代表なくして課税なし

たしか現代社会という科目だったと思うが、高校のときに教えてくれた先生を、僕らは親しみを込めて勝手に、八っさんと呼んでいた。いつも満面の笑みで、クラスの誰を差別も区別もすることなく話しかけては、教科書には載っていない現代社会を、八っさんは教えてくれた。今になって考えてみると、八っさんは要するにツイッターの凍鹿先生みたいな、変わったおっさんだった。彼に影響を受けて、たしか学校の授業に枠はなかったと思うが、僕は勝手に倫理や政治経済を勉強した。高校のそれなんて、もちろんキーワードを並べるだけの薄っぺらい内容だが、それでも楽しかった。ゴンドラチェフの波も公開市場操作も、インチキ臭いとしか思えなかったし、ひとつひとつは真実のように見える偉人の決め台詞も、並べると矛盾だらけで、不思議に猥雑な魅力を感じた。


昨日の首相の会見の際にはツイッターを眺めていたのだが、WSJの敏腕記者から突然、見慣れない英語の台詞が大文字で飛び込んできた。一体何だろうと少し考えると、こんなにも長い時間を超えて、八っさんの声が突然耳に聴こえてきた。

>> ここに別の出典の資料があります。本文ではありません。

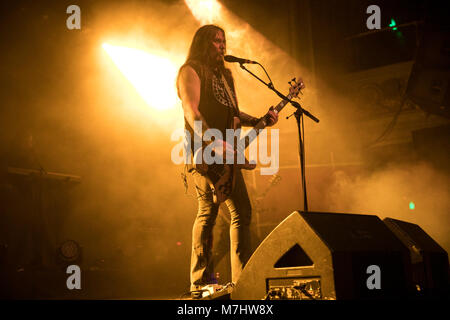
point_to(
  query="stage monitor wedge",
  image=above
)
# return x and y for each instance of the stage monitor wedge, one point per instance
(429, 261)
(326, 256)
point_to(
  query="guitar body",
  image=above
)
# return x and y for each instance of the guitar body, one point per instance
(221, 177)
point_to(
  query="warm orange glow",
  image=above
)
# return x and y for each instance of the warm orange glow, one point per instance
(153, 76)
(205, 11)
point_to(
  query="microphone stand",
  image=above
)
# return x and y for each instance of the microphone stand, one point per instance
(299, 117)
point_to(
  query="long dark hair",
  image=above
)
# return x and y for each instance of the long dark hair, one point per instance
(201, 45)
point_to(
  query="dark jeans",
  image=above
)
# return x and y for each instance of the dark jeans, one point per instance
(202, 269)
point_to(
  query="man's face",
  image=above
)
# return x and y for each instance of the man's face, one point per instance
(219, 44)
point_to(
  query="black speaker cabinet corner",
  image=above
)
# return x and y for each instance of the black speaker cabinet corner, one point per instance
(327, 256)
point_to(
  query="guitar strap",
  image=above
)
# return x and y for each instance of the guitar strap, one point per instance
(230, 95)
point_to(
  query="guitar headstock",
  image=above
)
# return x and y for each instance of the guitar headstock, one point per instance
(296, 87)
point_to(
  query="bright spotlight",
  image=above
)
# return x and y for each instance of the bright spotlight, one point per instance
(205, 11)
(153, 76)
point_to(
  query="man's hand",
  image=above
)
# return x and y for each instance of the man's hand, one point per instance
(271, 117)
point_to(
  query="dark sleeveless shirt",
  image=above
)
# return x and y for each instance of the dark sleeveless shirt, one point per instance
(215, 105)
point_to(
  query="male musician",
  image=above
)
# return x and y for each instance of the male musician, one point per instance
(207, 91)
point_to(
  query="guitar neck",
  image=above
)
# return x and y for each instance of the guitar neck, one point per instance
(262, 123)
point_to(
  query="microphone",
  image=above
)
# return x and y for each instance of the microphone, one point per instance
(228, 58)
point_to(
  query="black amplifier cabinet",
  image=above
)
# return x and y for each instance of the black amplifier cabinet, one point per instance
(429, 261)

"No taxation without representation"
「代表なくして課税なし」


正直に言えば、その内容については不安だったので検索した。八っさんに習ったのかどうかすら定かでない。しかし懐かしい感触は、すぐに極端な不快へと変わった。吐き気がするレベルだ。米国の独立戦争については、きっと僕だけでなく八っさんだって、それがトムソーヤーより古いってことくらいしか知らない。字面からスピリットを読み取るくらいがせいぜいだが、カネを出すことと口を出すこととはセットだという原則は、リスク資本主義の中心を貫く、21世紀に生きる僕らも直面し続ける、課題山盛りな背骨である。

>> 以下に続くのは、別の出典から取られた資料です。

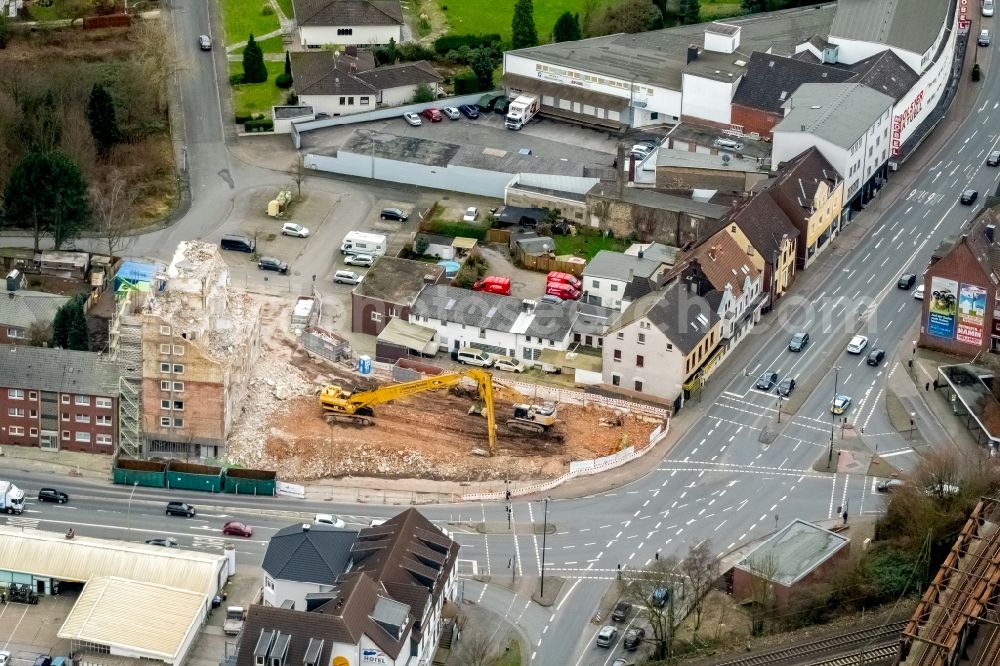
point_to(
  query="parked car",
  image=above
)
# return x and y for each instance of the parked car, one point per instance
(328, 519)
(365, 260)
(633, 638)
(508, 364)
(798, 341)
(292, 229)
(607, 635)
(394, 214)
(857, 344)
(346, 277)
(237, 528)
(840, 404)
(180, 509)
(432, 115)
(767, 381)
(272, 264)
(621, 611)
(52, 495)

然るに現政権が経済政策と称して実行してきたことは何か。我々の現在の財布に勝手に手を突っ込み、日銀に国債を買わせた。我々の将来の財布に勝手に手を突っ込み、年金に株式を買わせた。何がアベノミクスだ。毎日を普通に暮らす我々にハリボテばかりを高く掲げて、複雑な組織構成と山積みのドキュメントに隠して、クローニー資本主義を積み上げる。なあ首相、あんた自分が何に課税してるか、理解してるのか。見せかけの自由は、17歳の僕が意味もわからず一番嫌ったもののひとつだった。


その後の僕が理科系に進んだのは、世界が方程式のようなもので書かれている気がしたからだが、その一番外側の表現として、八っさんの話してくれる現代社会の有象無象に魅力を感じることには、何の矛盾もなかった。アメリカは遠かったが、コマ劇場から大久保病院、職安からラブホテル街、もうひとつの現代社会を、僕らは安いコピー品の楽器を担いで歩いた。学園祭のステージでは、精一杯格好つけて客席を見回すと、校舎の窓から大きく両手を振る八っさんが見えた。自由とテレキャスターは、今でも執拗に僕を追ってくる。